Pourquoi le « plus size » est-il toujours aussi marginal ?

Honnêtement je ne sais pas. Je pense que les gens ont vraiment peur d’être gros. On nous a tellement dit qu’être gros c’était être moche. L’idée circule depuis tant de temps. Et puis c’est tellement sexiste. Nous dire que si nous ne ressemblons pas à l’image parfaite que les hommes veulent de nous, nous ne valons rien, nous ne valons même pas la peine d’être regardées. C’est encore marginal, parce que nous sommes encore en train de nous séparer de cette mentalité. Grâce à Internet, il y a de gros changements, de plus en plus de filles sont solidaires entre elles. Il ne faut pas attendre que l’on nous accepte, mais nous accepter tels que nous sommes, et nous aimer ainsi les uns les autres. C’est encore marginal oui, mais ça change très rapidement. Il y a dix ans, je n’aurais jamais imaginé que les choses bougent si vite. Je crois qu’aujourd’hui, le plus important c’est de rester solidaire. Il y a beaucoup de jalousies, de jugements hâtifs… Il suffit de quelques personnes négatives pour tout détruire. Il faut taire ces voix et rester solidaires même lorsqu’on est en désaccord, c’est ça un mouvement. Prendre le contrôle de son corps, refuser que l’on nous dise ce que l’on doit faire, ou de croire en des mensonges, c’est tellement valorisant. Si plus de gens faisaient cela, il y aurait davantage de résistance. 
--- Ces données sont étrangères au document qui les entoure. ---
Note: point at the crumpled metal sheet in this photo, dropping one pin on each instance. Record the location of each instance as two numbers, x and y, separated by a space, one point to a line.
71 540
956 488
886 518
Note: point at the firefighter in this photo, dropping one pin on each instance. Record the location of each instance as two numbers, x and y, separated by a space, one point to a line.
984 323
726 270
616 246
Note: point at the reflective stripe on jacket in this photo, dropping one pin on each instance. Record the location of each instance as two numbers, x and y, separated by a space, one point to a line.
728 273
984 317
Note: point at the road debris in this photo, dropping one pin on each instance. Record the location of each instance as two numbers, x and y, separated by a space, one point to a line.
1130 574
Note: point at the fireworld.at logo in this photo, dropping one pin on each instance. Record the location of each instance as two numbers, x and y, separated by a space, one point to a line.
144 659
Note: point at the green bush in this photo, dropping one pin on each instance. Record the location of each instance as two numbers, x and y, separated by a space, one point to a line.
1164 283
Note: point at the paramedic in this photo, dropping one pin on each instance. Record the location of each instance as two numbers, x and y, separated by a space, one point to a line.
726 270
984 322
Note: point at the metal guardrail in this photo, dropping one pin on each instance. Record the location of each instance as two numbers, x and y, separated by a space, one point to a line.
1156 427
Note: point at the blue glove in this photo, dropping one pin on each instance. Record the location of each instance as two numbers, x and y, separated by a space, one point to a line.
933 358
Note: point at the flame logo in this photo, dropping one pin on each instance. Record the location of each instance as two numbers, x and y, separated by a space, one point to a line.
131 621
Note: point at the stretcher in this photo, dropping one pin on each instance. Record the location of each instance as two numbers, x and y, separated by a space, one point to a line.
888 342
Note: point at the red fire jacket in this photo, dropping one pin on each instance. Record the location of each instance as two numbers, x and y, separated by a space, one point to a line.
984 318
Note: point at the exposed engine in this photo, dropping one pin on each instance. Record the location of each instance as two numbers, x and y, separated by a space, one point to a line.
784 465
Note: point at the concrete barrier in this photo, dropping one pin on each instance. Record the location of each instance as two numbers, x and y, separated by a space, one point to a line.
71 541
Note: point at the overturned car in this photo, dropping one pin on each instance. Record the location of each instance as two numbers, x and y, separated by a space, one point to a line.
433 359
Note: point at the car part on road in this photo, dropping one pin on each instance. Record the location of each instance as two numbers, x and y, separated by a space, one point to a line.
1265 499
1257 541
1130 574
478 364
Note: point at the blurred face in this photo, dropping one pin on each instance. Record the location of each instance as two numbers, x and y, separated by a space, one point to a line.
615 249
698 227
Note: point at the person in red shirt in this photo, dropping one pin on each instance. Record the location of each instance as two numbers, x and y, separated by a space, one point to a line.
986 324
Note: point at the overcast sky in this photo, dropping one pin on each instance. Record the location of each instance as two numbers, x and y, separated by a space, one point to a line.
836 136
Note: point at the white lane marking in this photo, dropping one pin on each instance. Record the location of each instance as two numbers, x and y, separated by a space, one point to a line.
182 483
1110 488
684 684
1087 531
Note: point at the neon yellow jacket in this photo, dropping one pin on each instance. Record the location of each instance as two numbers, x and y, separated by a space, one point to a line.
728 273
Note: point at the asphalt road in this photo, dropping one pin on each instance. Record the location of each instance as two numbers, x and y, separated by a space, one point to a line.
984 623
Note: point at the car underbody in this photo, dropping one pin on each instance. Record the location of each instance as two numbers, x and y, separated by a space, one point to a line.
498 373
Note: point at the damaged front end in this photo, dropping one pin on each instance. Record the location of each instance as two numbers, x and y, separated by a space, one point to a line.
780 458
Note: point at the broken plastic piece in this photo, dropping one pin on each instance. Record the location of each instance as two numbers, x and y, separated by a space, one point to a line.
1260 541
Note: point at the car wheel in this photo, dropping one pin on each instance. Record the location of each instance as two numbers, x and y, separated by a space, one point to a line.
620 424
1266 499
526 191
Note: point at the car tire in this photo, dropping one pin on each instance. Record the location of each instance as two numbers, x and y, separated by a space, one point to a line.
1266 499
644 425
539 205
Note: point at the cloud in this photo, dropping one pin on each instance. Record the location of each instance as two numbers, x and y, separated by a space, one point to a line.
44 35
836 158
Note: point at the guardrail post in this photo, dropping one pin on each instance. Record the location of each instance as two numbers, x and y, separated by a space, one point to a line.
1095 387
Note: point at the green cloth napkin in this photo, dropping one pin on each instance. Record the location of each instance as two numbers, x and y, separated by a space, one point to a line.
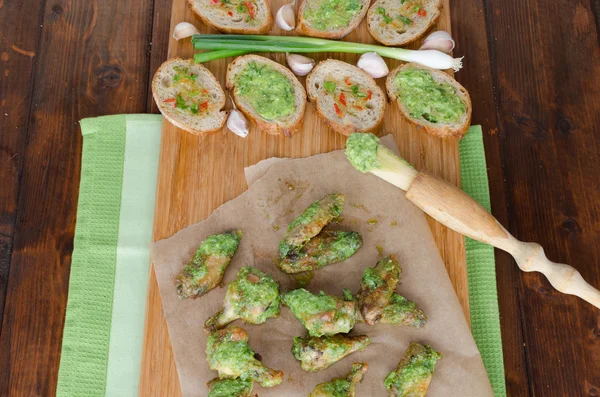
103 334
481 265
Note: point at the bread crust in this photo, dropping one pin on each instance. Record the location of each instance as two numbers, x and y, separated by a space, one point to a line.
442 131
303 27
270 127
409 38
344 129
262 29
162 107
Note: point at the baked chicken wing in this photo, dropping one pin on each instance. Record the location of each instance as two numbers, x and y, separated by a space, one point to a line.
322 314
252 297
206 268
376 288
230 387
228 353
310 222
413 374
342 387
316 354
325 248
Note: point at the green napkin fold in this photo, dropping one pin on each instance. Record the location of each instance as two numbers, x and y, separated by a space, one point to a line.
481 265
110 264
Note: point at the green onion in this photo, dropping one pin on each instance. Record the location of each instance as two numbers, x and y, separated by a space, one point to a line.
227 45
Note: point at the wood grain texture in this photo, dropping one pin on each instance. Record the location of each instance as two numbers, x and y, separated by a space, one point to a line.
196 175
82 67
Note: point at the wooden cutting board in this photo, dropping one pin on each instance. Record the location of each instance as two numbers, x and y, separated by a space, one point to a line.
197 174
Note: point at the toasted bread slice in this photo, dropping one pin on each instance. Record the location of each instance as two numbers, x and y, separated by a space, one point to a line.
396 23
330 19
189 96
267 93
346 97
234 16
444 111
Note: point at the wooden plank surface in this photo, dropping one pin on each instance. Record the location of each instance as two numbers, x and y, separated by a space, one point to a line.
197 174
537 58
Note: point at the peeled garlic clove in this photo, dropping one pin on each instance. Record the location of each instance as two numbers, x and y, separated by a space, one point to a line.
373 64
440 40
299 64
286 17
183 30
237 123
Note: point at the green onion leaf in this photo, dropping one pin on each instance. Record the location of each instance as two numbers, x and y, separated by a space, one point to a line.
330 86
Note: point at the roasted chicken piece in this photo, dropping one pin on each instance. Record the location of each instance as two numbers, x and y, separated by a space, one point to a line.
322 314
230 387
325 248
401 311
342 387
376 288
310 222
413 374
316 354
227 352
206 268
253 297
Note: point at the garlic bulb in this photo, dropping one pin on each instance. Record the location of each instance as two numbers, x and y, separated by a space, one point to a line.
299 64
373 64
440 40
184 30
286 17
237 123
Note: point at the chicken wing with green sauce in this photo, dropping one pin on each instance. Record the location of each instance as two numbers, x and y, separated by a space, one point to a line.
252 297
230 387
376 288
342 387
316 354
413 374
401 311
227 352
206 268
324 249
314 218
322 314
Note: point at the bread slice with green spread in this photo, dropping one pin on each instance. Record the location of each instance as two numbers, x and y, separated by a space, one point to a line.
330 19
346 97
431 99
234 16
268 94
400 22
189 96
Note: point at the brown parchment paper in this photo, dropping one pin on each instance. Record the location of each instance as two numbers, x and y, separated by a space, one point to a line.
279 191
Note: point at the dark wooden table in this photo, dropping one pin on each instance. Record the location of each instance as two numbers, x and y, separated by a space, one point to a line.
532 68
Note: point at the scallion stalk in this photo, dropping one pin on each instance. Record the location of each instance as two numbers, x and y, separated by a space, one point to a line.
227 45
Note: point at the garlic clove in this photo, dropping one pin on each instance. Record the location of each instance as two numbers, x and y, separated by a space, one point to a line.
286 17
237 123
373 64
184 30
299 64
440 40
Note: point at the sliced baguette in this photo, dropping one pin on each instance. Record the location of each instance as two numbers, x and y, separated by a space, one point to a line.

Quels sont vos prochains rendez-vous ?  

On est déjà sur la prochaine collection. Et je travaille aussi sur un projet d’album solo. C’est super excitant. J’espère que l’on fera une grande tournée. Mais j’aimerais qu’elle ressemble plus à celles que l’on faisait quand on était jeunes et que l’on jouait dans des petites salles de concert. Quelque chose de plus intimiste.